Sodome et Gomorrhe

Mein Kampf chez Fayard : beaucoup de bruit pour rien ?

Cette semaine, Jean-Luc Mélenchon s’est exprimé contre la publication en janvier 2016 du livre d’Adolf Hitler, Mein Kampf (Mon Combat, en français), aux éditions Fayard, rendue possible grâce (ou à cause de ?) son entrée dans le domaine public. Dans une lettre riche en envolées lyriques et pauvres en arguments, le Benoît XVI du Parti de Gauche (blague) avance que ce livre est « l’acte de condamnation à mort de 6 millions de personnes dans les camps nazis ». Admettons. N’est-ce pas justement une raison de le publier et de le lire ?

J’ai lu Mein Kampf. Non pour mes études, mais pour ma culture personnelle. J’estime qu’un tel document, dont l’auteur a eu un tel impact sur l’Histoire, doit être lu. Cela fait partie, pour moi, du « devoir de mémoire ». Se souvenir des victimes, évidemment, il le faut. Mais se souvenir des criminels est encore plus capital. Savoir comment ils procèdent, comment ils avancent. Comment ils ont construit cette idéologie malade qui a plongé l’Europe entière dans une folie meurtrière et collaborationniste. Je suis allé à la médiathèque de ma ville et je l’ai demandé.

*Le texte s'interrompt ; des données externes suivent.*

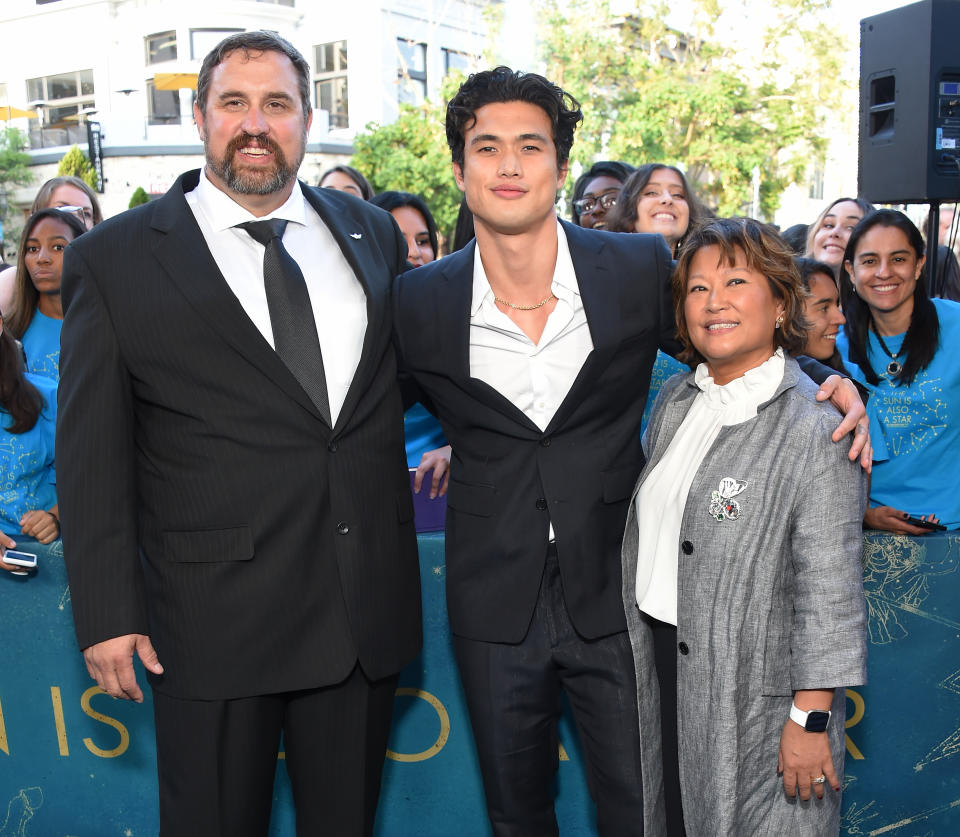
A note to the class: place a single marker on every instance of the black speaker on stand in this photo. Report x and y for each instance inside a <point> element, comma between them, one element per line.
<point>910,104</point>
<point>910,110</point>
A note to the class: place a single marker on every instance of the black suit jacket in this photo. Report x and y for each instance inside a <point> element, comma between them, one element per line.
<point>509,479</point>
<point>204,500</point>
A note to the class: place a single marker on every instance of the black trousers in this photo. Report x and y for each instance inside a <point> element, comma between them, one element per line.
<point>216,760</point>
<point>665,659</point>
<point>513,695</point>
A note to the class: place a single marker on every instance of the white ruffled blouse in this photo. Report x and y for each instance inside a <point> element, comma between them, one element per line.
<point>661,500</point>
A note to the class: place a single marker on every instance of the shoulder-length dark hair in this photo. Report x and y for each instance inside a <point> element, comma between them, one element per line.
<point>18,396</point>
<point>366,190</point>
<point>25,295</point>
<point>923,334</point>
<point>395,200</point>
<point>603,168</point>
<point>623,216</point>
<point>765,252</point>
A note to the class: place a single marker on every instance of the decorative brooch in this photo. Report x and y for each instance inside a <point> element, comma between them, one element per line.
<point>722,504</point>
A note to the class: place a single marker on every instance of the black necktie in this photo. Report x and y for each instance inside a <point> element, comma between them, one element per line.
<point>291,315</point>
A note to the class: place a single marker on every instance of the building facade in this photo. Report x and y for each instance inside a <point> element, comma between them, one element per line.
<point>130,67</point>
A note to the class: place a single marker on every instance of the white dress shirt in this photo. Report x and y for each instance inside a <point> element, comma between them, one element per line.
<point>336,295</point>
<point>536,377</point>
<point>662,499</point>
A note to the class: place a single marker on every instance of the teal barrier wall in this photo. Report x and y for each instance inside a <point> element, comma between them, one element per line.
<point>75,762</point>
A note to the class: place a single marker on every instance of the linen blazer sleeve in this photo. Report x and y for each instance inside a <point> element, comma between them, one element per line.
<point>828,644</point>
<point>95,460</point>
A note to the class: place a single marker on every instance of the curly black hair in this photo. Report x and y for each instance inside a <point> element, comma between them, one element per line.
<point>502,84</point>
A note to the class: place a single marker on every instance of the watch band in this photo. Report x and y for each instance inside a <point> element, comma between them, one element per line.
<point>815,720</point>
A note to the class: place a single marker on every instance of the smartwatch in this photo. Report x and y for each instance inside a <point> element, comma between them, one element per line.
<point>814,721</point>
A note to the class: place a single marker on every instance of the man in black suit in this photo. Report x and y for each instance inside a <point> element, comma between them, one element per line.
<point>534,346</point>
<point>240,519</point>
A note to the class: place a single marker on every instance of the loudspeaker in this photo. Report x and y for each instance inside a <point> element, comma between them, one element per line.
<point>910,104</point>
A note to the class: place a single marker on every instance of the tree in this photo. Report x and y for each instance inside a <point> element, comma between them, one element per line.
<point>14,166</point>
<point>739,87</point>
<point>138,197</point>
<point>411,155</point>
<point>75,163</point>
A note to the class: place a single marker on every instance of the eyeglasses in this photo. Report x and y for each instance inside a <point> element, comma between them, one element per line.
<point>585,206</point>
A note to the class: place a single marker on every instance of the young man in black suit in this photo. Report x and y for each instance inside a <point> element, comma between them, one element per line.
<point>236,513</point>
<point>534,346</point>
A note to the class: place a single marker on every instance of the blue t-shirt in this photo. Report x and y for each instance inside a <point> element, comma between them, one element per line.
<point>919,424</point>
<point>664,367</point>
<point>41,344</point>
<point>27,477</point>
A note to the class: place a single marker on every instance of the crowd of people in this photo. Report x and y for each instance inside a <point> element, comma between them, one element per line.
<point>229,462</point>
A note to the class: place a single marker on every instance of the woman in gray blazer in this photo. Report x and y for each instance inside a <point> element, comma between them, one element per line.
<point>741,560</point>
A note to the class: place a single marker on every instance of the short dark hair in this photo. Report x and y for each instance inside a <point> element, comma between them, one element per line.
<point>366,190</point>
<point>923,333</point>
<point>258,42</point>
<point>395,200</point>
<point>623,217</point>
<point>502,84</point>
<point>765,252</point>
<point>25,295</point>
<point>603,168</point>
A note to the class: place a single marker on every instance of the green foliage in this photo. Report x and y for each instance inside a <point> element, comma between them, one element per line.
<point>411,155</point>
<point>139,197</point>
<point>742,88</point>
<point>75,163</point>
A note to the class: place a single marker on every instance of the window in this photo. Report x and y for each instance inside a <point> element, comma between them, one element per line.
<point>203,40</point>
<point>60,101</point>
<point>163,106</point>
<point>454,61</point>
<point>330,82</point>
<point>411,72</point>
<point>161,47</point>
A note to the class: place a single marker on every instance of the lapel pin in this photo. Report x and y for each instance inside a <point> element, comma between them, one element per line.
<point>722,504</point>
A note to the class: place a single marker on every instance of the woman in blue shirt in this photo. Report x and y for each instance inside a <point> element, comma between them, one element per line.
<point>902,346</point>
<point>28,494</point>
<point>37,313</point>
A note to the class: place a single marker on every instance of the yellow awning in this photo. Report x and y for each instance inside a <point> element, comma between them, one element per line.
<point>8,112</point>
<point>175,81</point>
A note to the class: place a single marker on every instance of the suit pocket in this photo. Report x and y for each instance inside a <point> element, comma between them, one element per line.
<point>209,545</point>
<point>618,482</point>
<point>472,499</point>
<point>405,506</point>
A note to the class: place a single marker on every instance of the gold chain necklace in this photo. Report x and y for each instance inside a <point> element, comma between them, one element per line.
<point>524,307</point>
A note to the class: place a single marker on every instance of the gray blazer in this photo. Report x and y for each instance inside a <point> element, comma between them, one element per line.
<point>768,603</point>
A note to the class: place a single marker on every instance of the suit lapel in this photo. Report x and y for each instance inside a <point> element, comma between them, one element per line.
<point>600,293</point>
<point>454,297</point>
<point>183,253</point>
<point>355,239</point>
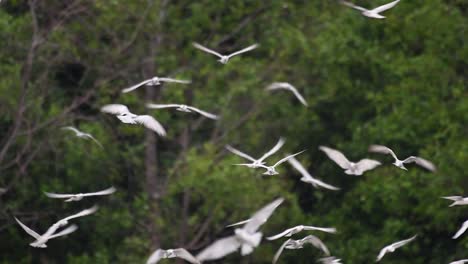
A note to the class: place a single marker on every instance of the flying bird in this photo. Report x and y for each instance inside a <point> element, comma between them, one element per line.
<point>66,231</point>
<point>372,13</point>
<point>124,115</point>
<point>224,58</point>
<point>297,244</point>
<point>350,168</point>
<point>289,87</point>
<point>183,108</point>
<point>247,238</point>
<point>271,170</point>
<point>462,261</point>
<point>294,230</point>
<point>461,230</point>
<point>79,196</point>
<point>153,82</point>
<point>307,178</point>
<point>82,134</point>
<point>171,253</point>
<point>330,260</point>
<point>401,163</point>
<point>257,162</point>
<point>391,248</point>
<point>63,222</point>
<point>458,200</point>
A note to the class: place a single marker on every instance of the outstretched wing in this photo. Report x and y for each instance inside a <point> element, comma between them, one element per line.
<point>261,216</point>
<point>367,164</point>
<point>239,153</point>
<point>287,158</point>
<point>66,231</point>
<point>205,49</point>
<point>403,242</point>
<point>58,195</point>
<point>28,230</point>
<point>184,254</point>
<point>103,192</point>
<point>115,109</point>
<point>336,156</point>
<point>385,7</point>
<point>71,129</point>
<point>82,213</point>
<point>421,162</point>
<point>316,242</point>
<point>160,106</point>
<point>382,149</point>
<point>151,123</point>
<point>461,230</point>
<point>272,151</point>
<point>136,86</point>
<point>280,235</point>
<point>203,113</point>
<point>249,48</point>
<point>174,80</point>
<point>280,250</point>
<point>362,9</point>
<point>155,257</point>
<point>219,249</point>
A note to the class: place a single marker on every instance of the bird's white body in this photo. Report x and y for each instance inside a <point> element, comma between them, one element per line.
<point>256,163</point>
<point>298,244</point>
<point>351,168</point>
<point>171,253</point>
<point>246,238</point>
<point>79,196</point>
<point>372,13</point>
<point>125,116</point>
<point>294,230</point>
<point>154,82</point>
<point>401,163</point>
<point>289,87</point>
<point>457,200</point>
<point>183,108</point>
<point>224,58</point>
<point>392,247</point>
<point>271,170</point>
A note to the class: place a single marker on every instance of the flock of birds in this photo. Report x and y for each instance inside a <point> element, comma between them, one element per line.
<point>247,237</point>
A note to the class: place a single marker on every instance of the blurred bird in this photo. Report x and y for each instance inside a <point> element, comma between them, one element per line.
<point>52,229</point>
<point>124,115</point>
<point>462,261</point>
<point>79,196</point>
<point>271,170</point>
<point>458,200</point>
<point>330,260</point>
<point>289,87</point>
<point>461,230</point>
<point>400,163</point>
<point>256,162</point>
<point>307,178</point>
<point>224,58</point>
<point>247,237</point>
<point>183,108</point>
<point>297,244</point>
<point>153,82</point>
<point>351,168</point>
<point>294,230</point>
<point>372,13</point>
<point>391,248</point>
<point>171,253</point>
<point>66,231</point>
<point>82,134</point>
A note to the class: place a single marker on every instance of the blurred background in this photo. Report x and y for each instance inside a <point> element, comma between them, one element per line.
<point>401,82</point>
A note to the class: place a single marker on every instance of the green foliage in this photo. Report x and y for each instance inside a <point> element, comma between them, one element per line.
<point>400,82</point>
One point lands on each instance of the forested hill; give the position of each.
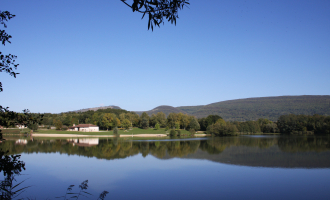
(165, 109)
(96, 108)
(263, 107)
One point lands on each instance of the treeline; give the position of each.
(304, 124)
(286, 124)
(111, 118)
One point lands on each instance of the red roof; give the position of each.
(83, 126)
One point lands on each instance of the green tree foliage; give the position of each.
(115, 131)
(316, 124)
(126, 123)
(158, 10)
(107, 120)
(177, 125)
(194, 124)
(219, 129)
(58, 125)
(144, 120)
(157, 126)
(172, 132)
(207, 121)
(153, 120)
(172, 119)
(161, 119)
(7, 62)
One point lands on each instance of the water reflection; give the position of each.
(264, 151)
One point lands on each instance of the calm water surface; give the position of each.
(244, 167)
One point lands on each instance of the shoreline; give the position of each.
(99, 136)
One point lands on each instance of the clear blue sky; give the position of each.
(82, 53)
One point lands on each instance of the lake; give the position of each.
(240, 167)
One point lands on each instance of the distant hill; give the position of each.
(165, 109)
(263, 107)
(96, 108)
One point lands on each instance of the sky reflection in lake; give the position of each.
(201, 173)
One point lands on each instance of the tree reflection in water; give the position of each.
(115, 148)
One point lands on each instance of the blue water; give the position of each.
(174, 177)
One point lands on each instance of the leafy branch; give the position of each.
(157, 10)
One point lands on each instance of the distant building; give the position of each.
(20, 126)
(84, 128)
(84, 142)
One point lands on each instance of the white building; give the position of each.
(84, 128)
(20, 126)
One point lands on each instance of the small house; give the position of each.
(84, 128)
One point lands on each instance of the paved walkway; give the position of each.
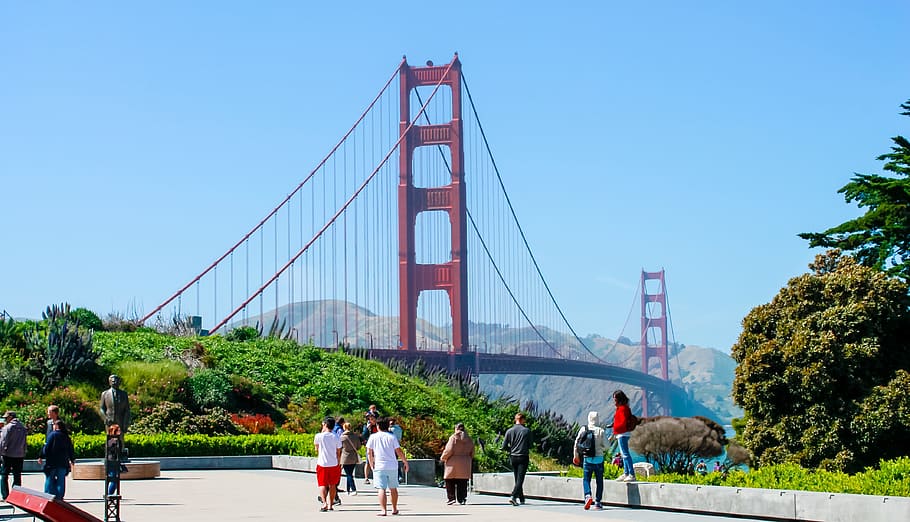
(227, 495)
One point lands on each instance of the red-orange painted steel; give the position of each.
(451, 276)
(45, 507)
(658, 322)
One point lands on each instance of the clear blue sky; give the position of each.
(139, 141)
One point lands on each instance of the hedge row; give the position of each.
(891, 478)
(92, 446)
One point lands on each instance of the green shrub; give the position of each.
(78, 408)
(14, 377)
(150, 383)
(255, 423)
(305, 417)
(86, 318)
(169, 417)
(209, 388)
(59, 348)
(892, 478)
(170, 445)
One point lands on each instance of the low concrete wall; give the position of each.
(747, 502)
(422, 471)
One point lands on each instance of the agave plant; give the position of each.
(59, 348)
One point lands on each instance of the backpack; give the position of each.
(585, 445)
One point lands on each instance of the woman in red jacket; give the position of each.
(622, 430)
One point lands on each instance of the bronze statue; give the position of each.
(115, 405)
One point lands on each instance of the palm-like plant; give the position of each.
(59, 348)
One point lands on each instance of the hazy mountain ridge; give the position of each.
(706, 373)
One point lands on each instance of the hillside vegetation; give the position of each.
(221, 386)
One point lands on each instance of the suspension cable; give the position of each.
(343, 208)
(517, 224)
(286, 199)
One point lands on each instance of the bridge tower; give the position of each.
(653, 326)
(451, 276)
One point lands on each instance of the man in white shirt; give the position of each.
(383, 452)
(328, 472)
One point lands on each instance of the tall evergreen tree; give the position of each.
(880, 238)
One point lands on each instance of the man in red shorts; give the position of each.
(328, 472)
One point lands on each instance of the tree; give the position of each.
(880, 238)
(674, 444)
(809, 363)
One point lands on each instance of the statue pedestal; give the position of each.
(138, 469)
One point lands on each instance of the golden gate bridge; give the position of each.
(403, 240)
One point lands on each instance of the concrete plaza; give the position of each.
(176, 496)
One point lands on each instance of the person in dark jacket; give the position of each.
(518, 443)
(58, 455)
(12, 452)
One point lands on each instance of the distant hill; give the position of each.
(705, 372)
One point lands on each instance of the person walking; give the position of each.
(53, 413)
(622, 430)
(12, 452)
(383, 452)
(518, 443)
(458, 457)
(338, 430)
(395, 429)
(350, 457)
(369, 428)
(592, 464)
(58, 455)
(328, 472)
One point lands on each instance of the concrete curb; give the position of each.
(718, 500)
(422, 471)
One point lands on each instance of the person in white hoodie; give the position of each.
(593, 465)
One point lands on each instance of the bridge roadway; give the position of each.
(478, 363)
(227, 495)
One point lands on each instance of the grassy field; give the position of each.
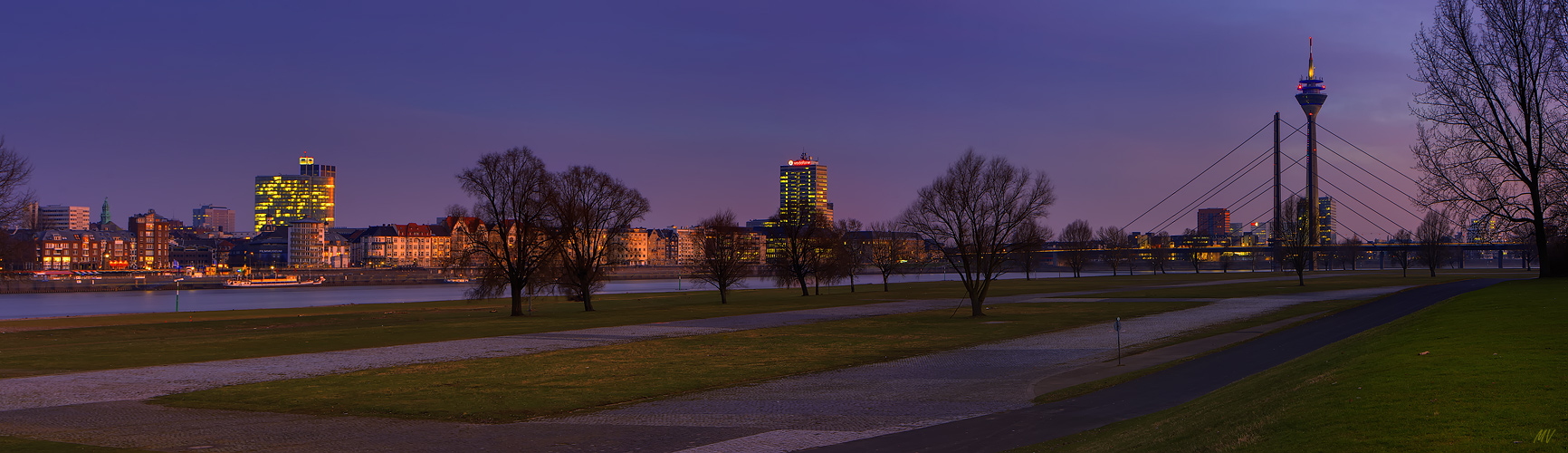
(76, 343)
(512, 389)
(1322, 283)
(1493, 377)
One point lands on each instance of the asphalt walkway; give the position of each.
(777, 416)
(1158, 390)
(126, 384)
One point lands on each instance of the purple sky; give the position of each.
(169, 105)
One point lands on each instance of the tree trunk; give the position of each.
(516, 298)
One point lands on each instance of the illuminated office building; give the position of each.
(63, 217)
(1214, 221)
(803, 190)
(286, 198)
(1325, 220)
(214, 218)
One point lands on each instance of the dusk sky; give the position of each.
(175, 104)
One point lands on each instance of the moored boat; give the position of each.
(284, 281)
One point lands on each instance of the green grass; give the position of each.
(29, 446)
(512, 389)
(1332, 281)
(1495, 375)
(1321, 307)
(77, 343)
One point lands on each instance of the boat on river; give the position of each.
(263, 283)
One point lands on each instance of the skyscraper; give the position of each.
(803, 190)
(308, 195)
(214, 217)
(1325, 220)
(1214, 221)
(63, 217)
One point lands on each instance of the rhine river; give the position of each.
(105, 303)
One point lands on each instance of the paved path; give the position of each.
(778, 416)
(1158, 390)
(124, 384)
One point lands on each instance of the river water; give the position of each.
(104, 303)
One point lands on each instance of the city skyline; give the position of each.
(210, 96)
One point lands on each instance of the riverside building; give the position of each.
(286, 197)
(803, 190)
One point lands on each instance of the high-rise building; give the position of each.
(1482, 231)
(803, 190)
(214, 218)
(152, 240)
(1325, 220)
(63, 217)
(1214, 221)
(286, 198)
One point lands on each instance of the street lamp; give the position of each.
(177, 295)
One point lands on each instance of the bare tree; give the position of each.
(1493, 110)
(894, 251)
(1115, 245)
(1430, 237)
(974, 210)
(1294, 236)
(1077, 237)
(794, 246)
(591, 212)
(512, 190)
(16, 201)
(1026, 246)
(854, 248)
(725, 255)
(1527, 237)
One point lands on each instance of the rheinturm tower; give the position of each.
(1311, 101)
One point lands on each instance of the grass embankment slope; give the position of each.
(1495, 375)
(512, 389)
(77, 343)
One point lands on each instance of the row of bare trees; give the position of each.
(543, 229)
(805, 253)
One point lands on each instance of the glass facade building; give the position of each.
(1325, 220)
(286, 198)
(803, 190)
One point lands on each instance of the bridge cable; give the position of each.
(1357, 234)
(1353, 198)
(1343, 171)
(1219, 187)
(1200, 174)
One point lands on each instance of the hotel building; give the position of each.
(803, 190)
(286, 198)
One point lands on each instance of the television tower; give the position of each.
(1311, 101)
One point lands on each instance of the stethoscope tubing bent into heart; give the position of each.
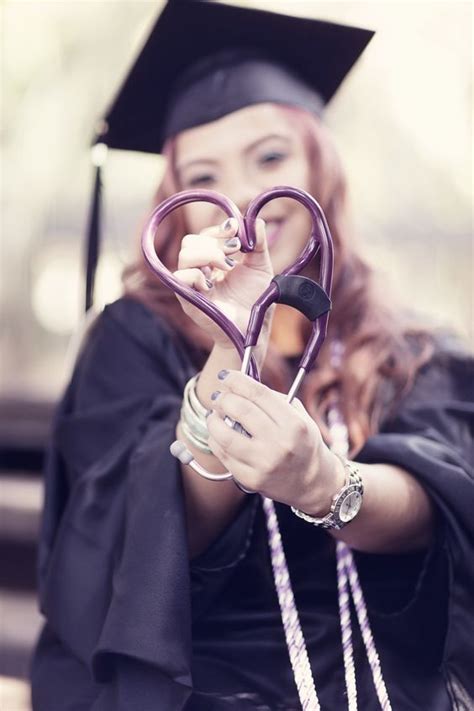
(309, 297)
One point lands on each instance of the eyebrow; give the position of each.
(247, 149)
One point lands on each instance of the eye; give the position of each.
(271, 158)
(204, 179)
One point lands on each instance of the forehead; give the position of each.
(243, 127)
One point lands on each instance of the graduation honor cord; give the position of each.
(348, 585)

J’ai signé un papier, et je suis reparti avec le livre en question, un énorme pavé avec une couverture orange, celle des « Nouvelles éditions latines », seul éditeur français a être autorisé à publier l’ouvrage.

Une diffusion large et incontrôlable

Contrairement à ce que Jean-Luc Mélenchon avance, la première publication de l’ouvrage en France n’est pas celle de 1938 chez Fayard – avec l’accord de Hitler – mais celle de 1934 aux Nouvelles éditions latines, qui le publie encore aujourd’hui. Cette traduction – mauvaise, paraît-il – s’est faite sans autorisation, et le régime Nazi a même tenté de la faire interdire. En 1979, la LICRA demande l’interdiction du livre et attaque l’éditeur, qui gagnera – à condition d’intégrer dans le livre un livret de rappel historique sur le génocide et la seconde guerre mondiale. Sa diffusion n’a donc jamais cessé depuis 1934 et il est aujourd’hui possible de trouver cette publication dans de nombreuse bibliothèques et médiathèques, ainsi que de le commander en librairie (le libraire n’a, en théorie, pas le droit de refuser la commande). De plus, il suffit de faire une simple recherche sur Google pour trouver de nombreuses éditions numériques complètement gratuites de l’ouvrage, et dépourvues d’appareil critique.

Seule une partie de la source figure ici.